For more than a decade, Dr. Guoliang Huang, the Huber and Helen Croft Chair in Engineering at the University of Missouri, has been investigating the unconventional properties of “metamaterials” — artificial materials that exhibit properties not commonly found in nature, as defined by Newton’s Laws of Motion — in his pursuit of designing the ideal metamaterial.
His goal is to help control the “elastic” energy waves traveling through larger structures — e.g., an aircraft — without light and small “metastructures.”
“For many years I’ve been working on the challenge of how to use mathematical mechanics to solve engineering problems,” Huang said. “Conventional methods have many limitations, including size and weight. So, I’ve been exploring how we can find an alternative solution using a lightweight material that’s small but can still control the low-frequency vibration coming from a larger structure, like an aircraft.”
Now, Huang’s closer to his goal. In a new study published in the Proceedings of the National Academy of Sciences (PNAS), Huang and his colleagues have developed a prototype metamaterial that uses electrical signals to control both the direction and intensity of energy waves passing through a solid material.
“The biggest technical challenge was to build up small and stable mechanical and electrical interfaces,” Huang said in an interview with Tech Briefs.
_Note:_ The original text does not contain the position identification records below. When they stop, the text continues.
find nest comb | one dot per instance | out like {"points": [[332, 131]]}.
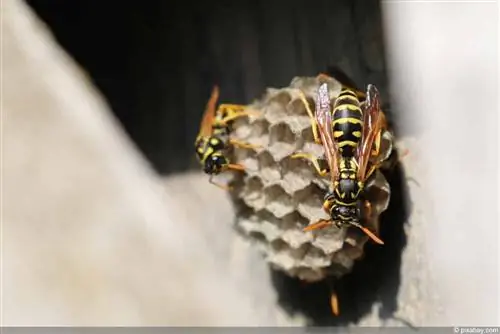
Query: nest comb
{"points": [[278, 196]]}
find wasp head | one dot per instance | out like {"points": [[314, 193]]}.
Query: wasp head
{"points": [[215, 164]]}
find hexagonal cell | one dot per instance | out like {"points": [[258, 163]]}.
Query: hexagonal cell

Potential applications include military and commercial uses, such as controlling radar waves by directing them to scan a specific area for objects or managing vibration created by air turbulence from an aircraft in flight.
“This metamaterial has odd mass density,” Huang said. “So, the force and acceleration are not going in the same direction, thereby providing us with an unconventional way to customize the design of an object’s structural dynamics, or properties to challenge Newton’s Second Law.”
This is the first physical realization of odd mass density, Huang noted.
“For instance, this metamaterial could be beneficial to monitor the health of civil structures such as bridges and pipelines as active transducers by helping identify any potential damage that might be hard to see with the human eye.”
The energy exchange between mechanical and electric domains is the key mechanism to realize this novel phenomenon, Huang told Tech Briefs. He added that the next step is to extend the concept to 3D materials.
However, he told Tech Briefs that “this is fundamental research so there are many steps that still need to be completed.”